En Baila capucha baila las jóvenes danzan con poca ropa en un intento por desobedecer la orden aprendida desde la primera infancia de que tienen que cubrirse con ropa para evitar los ataques de los hombres. “Lo que te hace sentir segura son las chiquillas, porque si las mujeres nos cuidamos jamás nos pasará nada”, relata Munay, que sufrió una relación de pareja violenta por cinco años. “El feminismo me salvó la vida. Es una contradicción biológica ser mujer y no ser feminista”.
Ashley y Alison, 21 años
Las gemelas Ashley y Alison, de 21 años, trabajan a contrarreloj. Faltan pocos días para la marcha del 8M y fabrican capuchas rojas para repartir en su colectivo de danza feminista Baila capucha baila. Una corta la tela y la otra no se despega de la máquina de coser en una pequeña habitación de la parcela donde viven junto a sus padres y hermanos en Pirque, una localidad de tradición campesina en el sur de Santiago de Chile.
“Es un oficio que nos enseñó desde niñas nuestra mamá, por lo que trabajar en textil tiene un significado simbólico”, relata Ashley, egresada de ingeniería en energía y sustentabilidad ambiental. Su hermana, estudiante de odontología, cuenta las capuchas confeccionadas y las que todavía les faltan por terminar: deben llegar a las 370.

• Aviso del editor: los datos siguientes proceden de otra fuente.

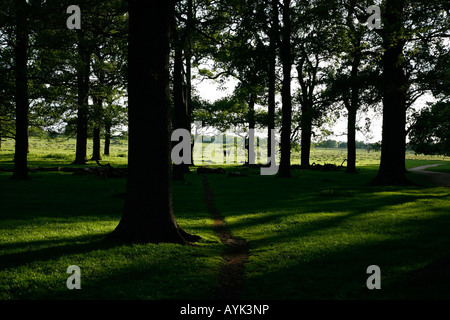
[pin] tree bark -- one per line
(306, 125)
(251, 128)
(271, 74)
(83, 73)
(21, 82)
(148, 214)
(106, 151)
(180, 108)
(351, 139)
(392, 166)
(96, 154)
(286, 60)
(352, 109)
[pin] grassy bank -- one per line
(310, 237)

El domingo, antes de la manifestación, se reunirán con su colectivo para ayudarse unas a otras a adornarlas mientras desayunan. “Cada una pone su sello. Algunas capuchas quedan hippies y otras metaleras. Compañeras les han bordado consignas como ‘No estamos solas’ o ‘Ni una menos”, relata Alison, que en su propia capucha ilustró con lana la figura de un útero. Ashley, en tanto, buscó representar una especie de mohicano. Ambas conocieron del feminismo recientemente. “Si pudiera nacer de nuevo, me gustaría haber podido elegir una educación feminista desde niña. En el colegio sufrí de acoso escolar y si entre nosotras hubiéramos conocido antes el feminismo, quizás no habría tenido que vivir aquellos episodios de bullying”, dice Ashley, mientras corta telas de rodillas en el piso.